Every token comes with a receipt. Learn how to read it.

When you stream a response from an LLM, the provider sends more than just text. Hidden in the Server-Sent Events (SSE) stream is metadata that reveals cost, performance, and model behavior. Knowing how to read it separates power users from tourists.

What Metadata Is Available

Anthropic Claude

Claude streams data using the message_start, content_block_delta, and message_delta events. Key fields:

Field	Event Type	Meaning
`input_tokens`	`message_start`	Tokens in your prompt
`output_tokens`	`message_delta`	Tokens in the final response
`stop_reason`	`message_delta`	Why generation ended (`end_turn`, `max_tokens`, `stop_sequence`)

OpenAI GPT-4o

OpenAI uses a simpler SSE format with choices[0].delta and a final usage chunk:

Field	Location	Meaning
`prompt_tokens`	Final `usage` chunk	Input token count
`completion_tokens`	Final `usage` chunk	Output token count
`finish_reason`	`choices[0]`	`stop`, `length`, `content_filter`

Google Gemini

Gemini streams via its own event format. Look for usageMetadata in the final chunk:

Field	Meaning
`promptTokenCount`	Input tokens
`candidatesTokenCount`	Output tokens
`totalTokenCount`	Sum of both

Decoding SSE in the Browser

Here is how to extract metadata from a raw Anthropic stream in JavaScript:

const decoder = new TextDecoder();
let inputTokens = 0;
let outputTokens = 0;

for await (const chunk of stream) {
  const text = decoder.decode(chunk);
  const lines = text.split('\n').filter(l => l.startsWith('data: '));
  
  for (const line of lines) {
    const data = JSON.parse(line.slice(6));
    
    if (data.type === 'message_start') {
      inputTokens = data.message.usage.input_tokens;
    }
    if (data.type === 'message_delta' && data.usage) {
      outputTokens = data.usage.output_tokens;
    }
  }
}

console.log(`Cost: ${(inputTokens + outputTokens) / 1_000_000 * 3.0} USD`);

What the Metadata Tells You

1. Cost in Real Time

By accumulating tokens as they stream, you can display a running cost estimate to the user. This builds trust and prevents bill shock.

2. Detecting Truncation

If stop_reason is max_tokens, the model hit its limit. The response is incomplete. You should warn the user and suggest increasing max_tokens.

3. Caching Verification

For Claude, the cache_creation_input_tokens and cache_read_input_tokens fields in the final usage tell you whether your prompt caching actually saved money.

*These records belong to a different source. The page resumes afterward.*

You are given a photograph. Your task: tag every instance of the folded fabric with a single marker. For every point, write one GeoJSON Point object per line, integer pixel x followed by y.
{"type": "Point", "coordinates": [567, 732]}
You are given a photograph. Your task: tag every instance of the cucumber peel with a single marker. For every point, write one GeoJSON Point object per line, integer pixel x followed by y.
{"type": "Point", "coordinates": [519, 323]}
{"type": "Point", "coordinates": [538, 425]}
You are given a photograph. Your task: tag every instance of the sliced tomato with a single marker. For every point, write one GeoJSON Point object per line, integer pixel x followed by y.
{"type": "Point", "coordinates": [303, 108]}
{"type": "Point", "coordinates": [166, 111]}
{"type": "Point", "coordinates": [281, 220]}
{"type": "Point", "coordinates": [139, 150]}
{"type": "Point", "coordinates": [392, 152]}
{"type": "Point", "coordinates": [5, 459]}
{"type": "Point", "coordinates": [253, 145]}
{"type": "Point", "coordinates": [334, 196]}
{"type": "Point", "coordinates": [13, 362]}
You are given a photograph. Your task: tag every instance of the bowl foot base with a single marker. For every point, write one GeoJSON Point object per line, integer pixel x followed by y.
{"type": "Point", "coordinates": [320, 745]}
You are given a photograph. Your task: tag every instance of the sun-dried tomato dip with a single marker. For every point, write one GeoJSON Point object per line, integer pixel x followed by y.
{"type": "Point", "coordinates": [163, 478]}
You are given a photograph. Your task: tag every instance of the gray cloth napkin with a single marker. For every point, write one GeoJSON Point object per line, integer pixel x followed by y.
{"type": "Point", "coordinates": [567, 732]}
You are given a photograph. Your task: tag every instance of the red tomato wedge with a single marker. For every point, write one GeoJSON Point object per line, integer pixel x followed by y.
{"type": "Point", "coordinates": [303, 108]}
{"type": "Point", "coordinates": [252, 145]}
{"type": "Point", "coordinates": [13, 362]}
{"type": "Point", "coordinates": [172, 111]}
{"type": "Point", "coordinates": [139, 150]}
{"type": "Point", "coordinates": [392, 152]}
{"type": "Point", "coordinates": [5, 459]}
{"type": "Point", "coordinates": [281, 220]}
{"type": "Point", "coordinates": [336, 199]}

How AIWorkbench.dev Surfaces This

The workbench parses metadata from all supported providers in real time. The token counter, cost calculator, and streaming debugger all consume the same SSE stream you would parse manually — but we normalize the formats so you don't have to.

Key Takeaway

Don't treat LLM responses as plain text. They are structured data streams. Parse the metadata, surface it to users, and use it to debug why a response ended or cost what it did.